Récemment, le terrain militaire a connu une nouvelle évolution. Avec le soutien massif de ses alliés et milices, le régime a été en mesure de séparer géographiquement Daraya de la ville de Mouadamiyat al-Cham, après trois mois de combats. Rien que sur ce front, le régime a lancé plus de deux mille barils et conteneurs explosifs. La seule route ouverte permettant l’approvisionnement alimentaire et logistique de Daraya a été coupée, après 1180 jours de siège – soit plus de trois ans. Durant cette période, il est tombé plus de 6025 barils et conteneurs explosifs, des centaines de missiles, dont certains balistiques, sur notre ville, la transformant en une ville fantôme.stats darayaL’unique but de ces opérations est de briser la détermination des milliers d’habitants civils qui ont refusé de quitter leurs terres ancestrales et qui insistent pour faire de Daraya l’une des villes modèles de la révolution syrienne. Une ville qui rassemble tout le peuple syrien, qui rejette l’extrémisme, le terrorisme et la guerre. Une guerre immorale qui a été initiée par le régime, soutenu par des forces toutes aussi immorales et obscurantistes venues du monde entier.

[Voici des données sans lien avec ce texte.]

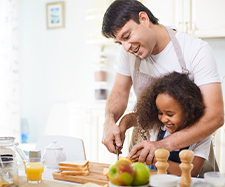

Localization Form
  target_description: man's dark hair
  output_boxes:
[102,0,158,38]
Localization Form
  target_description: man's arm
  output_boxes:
[128,83,224,165]
[102,73,132,153]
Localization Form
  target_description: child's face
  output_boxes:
[156,93,184,133]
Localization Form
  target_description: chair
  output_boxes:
[35,135,86,161]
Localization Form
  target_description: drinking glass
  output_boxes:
[204,171,225,187]
[25,158,45,184]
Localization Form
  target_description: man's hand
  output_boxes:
[127,140,169,165]
[102,115,122,154]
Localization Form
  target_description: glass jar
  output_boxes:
[0,137,16,157]
[0,156,19,187]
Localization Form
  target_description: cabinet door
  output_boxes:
[192,0,225,37]
[142,0,177,26]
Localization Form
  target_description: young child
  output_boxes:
[119,72,211,177]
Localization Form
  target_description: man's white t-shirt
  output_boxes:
[115,31,221,86]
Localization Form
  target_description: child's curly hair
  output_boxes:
[134,72,205,129]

Nous ne cédons pas au mythe d’une conspiration internationale, sous les auspices des Nations Unies, qui viserait à déplacer et à tuer le peuple syrien en raison de sa volonté de changer le régime, présidé par une famille de voyous et de criminels. Mais la communauté internationale, par son attitude d’apparente neutralité et par son incapacité à agir en faveur d’un peuple qui a porté haut et fort et avec courage les valeurs universelles dont le monde entier prétend se réclamer, a eu l’attitude la plus lâche et a affiché une pusillanimité rarement vue jusqu’à présent.


[1] Moutaz Mourad, né en 1978, est diplômé d’ingénierie mécanique de l’Université de Damas. Il est marié et père d’une fille. Il travaillait dans l’industrie avant la révolution et était déjà impliqué dans des activités civiles au début des années 2000. Il a été incarcéré durant deux ans (2003-2005) en raison de sa dénonciation de la corruption et de son militantisme civil au sein des « Chebab de Daraya ». Au début de la révolution, il fut l’un des premier à appeler au changement et à la réforme, étant détenu à deux reprises. Il n’a pas quitté Daraya, où il œuvre à alléger les conséquences du siège total imposé par le régime. Il a notamment siégé au Conseil local de Daraya en tant que président du bureau des relations publiques.